Они стали героями потому, что, опознав лагерь как внечеловеческую систему (в экспозиции рассказа Шаламов подробно объясняет, что именно точное понимание ситуации, осознание того, во что им с неизбежностью предстоит превратиться, и подвигло пугачевцев на побег [31] ), они отказались в ней существовать. Побег – из лагеря в тайгу и из Лагеря в Мир – был, несомненно, чудом физической отваги. Но прежде всего детищем бесстрашной мысли, не готовой останавливаться там, где ей поставили барьер, не готовой цепляться за надежду, где ее по определению нет, – и острого и безошибочного нравственного чувства.
31
Собственно, половина экспозиции рассказа посвящена удивлению новоприбывших з/к военного «призыва» при столкновении с лагерными порядками и разлагающимися, лишенными воли продуктами этих порядков. И завершается пассажем: «Но не все новички презрительно качали головой и отходили в сторону» (1: 362).
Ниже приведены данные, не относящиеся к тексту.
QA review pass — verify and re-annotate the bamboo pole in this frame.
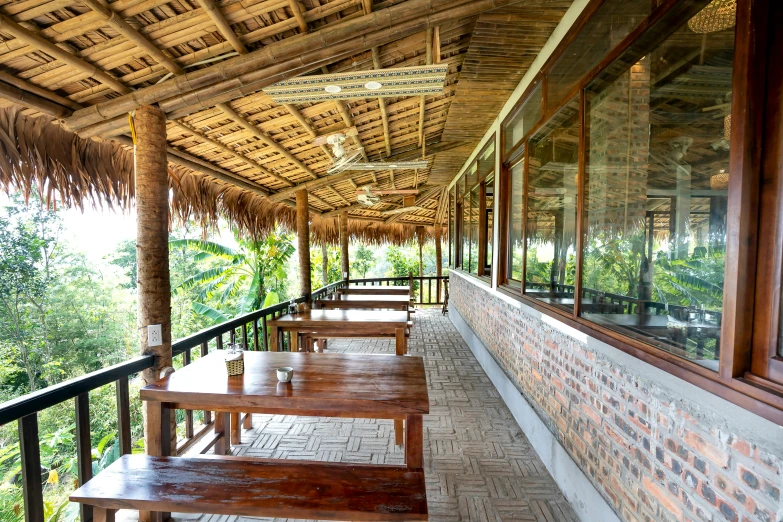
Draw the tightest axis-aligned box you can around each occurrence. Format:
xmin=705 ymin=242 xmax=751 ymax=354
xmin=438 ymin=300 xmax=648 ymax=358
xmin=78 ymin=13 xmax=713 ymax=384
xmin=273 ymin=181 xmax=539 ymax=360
xmin=68 ymin=0 xmax=502 ymax=130
xmin=339 ymin=212 xmax=351 ymax=279
xmin=134 ymin=106 xmax=176 ymax=448
xmin=296 ymin=189 xmax=312 ymax=302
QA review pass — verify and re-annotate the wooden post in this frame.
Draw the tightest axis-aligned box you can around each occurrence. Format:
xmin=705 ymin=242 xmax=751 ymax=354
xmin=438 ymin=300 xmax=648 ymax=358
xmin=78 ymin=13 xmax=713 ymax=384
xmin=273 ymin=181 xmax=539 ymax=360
xmin=296 ymin=189 xmax=312 ymax=302
xmin=435 ymin=225 xmax=443 ymax=303
xmin=134 ymin=105 xmax=177 ymax=456
xmin=321 ymin=243 xmax=329 ymax=286
xmin=340 ymin=212 xmax=351 ymax=279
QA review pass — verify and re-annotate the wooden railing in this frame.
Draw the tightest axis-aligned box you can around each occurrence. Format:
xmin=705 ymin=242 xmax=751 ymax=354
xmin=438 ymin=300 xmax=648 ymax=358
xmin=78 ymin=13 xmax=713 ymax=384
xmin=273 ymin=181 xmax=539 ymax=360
xmin=350 ymin=274 xmax=449 ymax=305
xmin=0 ymin=281 xmax=345 ymax=522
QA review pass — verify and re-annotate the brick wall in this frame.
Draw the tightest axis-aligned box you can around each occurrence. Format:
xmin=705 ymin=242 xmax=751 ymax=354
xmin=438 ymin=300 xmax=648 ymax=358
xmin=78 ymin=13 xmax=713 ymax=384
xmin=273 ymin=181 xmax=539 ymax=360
xmin=450 ymin=274 xmax=783 ymax=522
Опираясь на традицию советской военной прозы, «Последний бой майора Пугачева» осуществляет аннигиляцию этой традиции. Пользуясь мотивной структурой словно бомбой с часовым механизмом, Варлам Шаламов взорвал советско-антисоветский биполярный жанр и опрокинул вместе с ним породившую этот жанр дихотомическую систему мышления.
Деструктивный заряд, взрывающий элементы собственной образной системы, – одно из характернейших свойств шаламовской «новой прозы».
Теперь мы можем говорить о месте «Последнего боя…» в рамках мотивной и композиционной структуры цикла. Как мы уже отмечали, рассказы цикла «Левый берег» представляют собой в той или иной степени рецепты спасения, сохранения себя во враждебном человеку мире. И все они: медицина, воля к жизни, вера, любовь, культура (особенно культура) – в конечном счете оказываются бессильными при столкновении с всеразъедающим воздействием лагерей.